Although equation (11) still contains the destabilizing affect of delayed
density dependence inherent in such difference-equation systems, the system
can not be stable when k takes values between 0 and 1, implying some
degree of contagion in the distribution of attacks. This contagion is a
direct density dependence in the parasitoid population which can stabilize
the otherwise intrinsically unstable system. For values of k>1 the
contagion is insufficiently strong to stabilize the system. Hassell (1980) presents an application of this
analytical framework to the case of winter moth, Operophtera brumata
Cockerell, in Nova Scotia parasitized by the tachinid Cyzenis albicans
(Embree 1966). Drawing on quantitative studies from the field, values for the
parameters a and k were obtained and, in this case, T_{h}
approximated by 0. The resulting model outcomes characterized well the known
outcomes in the natural system, vis. the host population declined and remained
at a lower level following the introduction of the parasitoid.

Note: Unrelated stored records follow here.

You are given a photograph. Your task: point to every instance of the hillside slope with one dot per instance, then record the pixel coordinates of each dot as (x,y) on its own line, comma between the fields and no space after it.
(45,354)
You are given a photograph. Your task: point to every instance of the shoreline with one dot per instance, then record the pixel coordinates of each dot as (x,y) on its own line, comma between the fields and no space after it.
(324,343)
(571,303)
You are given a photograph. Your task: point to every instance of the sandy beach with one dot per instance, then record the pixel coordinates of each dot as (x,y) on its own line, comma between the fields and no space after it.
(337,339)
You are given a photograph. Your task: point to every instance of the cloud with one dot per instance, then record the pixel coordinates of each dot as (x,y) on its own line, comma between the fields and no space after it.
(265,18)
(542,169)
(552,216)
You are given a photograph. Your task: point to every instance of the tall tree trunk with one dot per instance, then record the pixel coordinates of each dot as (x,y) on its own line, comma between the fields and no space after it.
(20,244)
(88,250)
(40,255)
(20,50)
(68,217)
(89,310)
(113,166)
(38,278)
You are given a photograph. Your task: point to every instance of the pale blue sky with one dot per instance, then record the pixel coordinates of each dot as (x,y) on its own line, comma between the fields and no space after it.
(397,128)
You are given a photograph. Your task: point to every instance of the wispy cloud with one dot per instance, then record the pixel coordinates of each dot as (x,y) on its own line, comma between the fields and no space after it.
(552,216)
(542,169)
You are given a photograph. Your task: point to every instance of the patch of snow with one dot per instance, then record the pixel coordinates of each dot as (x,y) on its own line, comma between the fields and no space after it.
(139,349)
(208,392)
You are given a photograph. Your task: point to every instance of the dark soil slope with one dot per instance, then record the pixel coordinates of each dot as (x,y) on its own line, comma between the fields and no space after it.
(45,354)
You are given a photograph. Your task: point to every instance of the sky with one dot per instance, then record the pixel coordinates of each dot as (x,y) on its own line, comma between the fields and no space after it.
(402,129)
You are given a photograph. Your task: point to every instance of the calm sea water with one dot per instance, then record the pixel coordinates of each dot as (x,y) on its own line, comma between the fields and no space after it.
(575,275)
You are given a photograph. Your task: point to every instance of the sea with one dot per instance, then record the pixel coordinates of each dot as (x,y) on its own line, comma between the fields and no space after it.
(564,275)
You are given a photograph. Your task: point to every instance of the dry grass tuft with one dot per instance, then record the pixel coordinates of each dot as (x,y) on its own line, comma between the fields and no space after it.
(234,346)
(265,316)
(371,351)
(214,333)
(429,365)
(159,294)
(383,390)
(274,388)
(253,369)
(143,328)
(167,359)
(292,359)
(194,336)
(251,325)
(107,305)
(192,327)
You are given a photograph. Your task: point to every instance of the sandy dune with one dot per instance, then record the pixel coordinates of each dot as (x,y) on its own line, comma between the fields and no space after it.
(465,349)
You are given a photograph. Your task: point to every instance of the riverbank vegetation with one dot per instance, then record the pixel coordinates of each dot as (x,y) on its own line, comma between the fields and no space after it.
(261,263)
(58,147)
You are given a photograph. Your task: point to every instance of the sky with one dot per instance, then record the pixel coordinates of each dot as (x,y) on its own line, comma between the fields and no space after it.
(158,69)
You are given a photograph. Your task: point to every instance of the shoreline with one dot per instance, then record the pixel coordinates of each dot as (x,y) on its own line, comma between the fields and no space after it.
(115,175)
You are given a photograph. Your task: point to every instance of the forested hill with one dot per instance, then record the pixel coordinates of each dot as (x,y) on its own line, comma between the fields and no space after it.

The analytical
framework appears sufficiently general that it may have wider application to
other "successful' cases of biological control, and perhaps even to
"unsuccessful" cages where contagion or differential susceptibility
to attacks was insufficiently pronounced to contribute to stability. Future
examination of the roles of natural enemies may benefit from determining the
distribution of attacks in the host population. The preceding discussion has focused on
situations where there has been no implicit host density dependence, with the
function g=1. This may be an appropriate framework for many
situations, particularly where biological control agents are established and
populations are substantially below their environmentally determined maximum
carrying capacity. In other cases, however, the relative roles of regulatory
features of both host and natural enemy populations must be addressed. Such
situations are probably more characteristic of cases where a host populations
is without natural enemies prior to their introduction and has reached an
environmental maximum density. In these cases the function g will no
longer be negligible, and consideration of natural control must include the
relative contribution of both intraspecific competition and the action of the
natural enemies. The design presented in equation (7) can be
used to explore the joint effects of density dependence in the host together
with the action of parasitism. This has been accomplished by Maynard Smith
& Slatkin (1973) for a two-age-class extension of this design with
independent random parasitism (the Nicholson-Bailey model) and by Beddington
et al. (1975) who employed a discrete version of the logistic model together
with random parasitism. To more fully examine the relative contributions of
intraspecific regulatory processes and parasitism a model must be used in
which parasitism can also act as a regulating or stabilizing factor. May et
al. (1981) approached this by using equation (10) for the function f
(the proportion surviving parasitism) with the addition of a discrete form of
the logistic for the host density dependence function g, where g=exp(-cN).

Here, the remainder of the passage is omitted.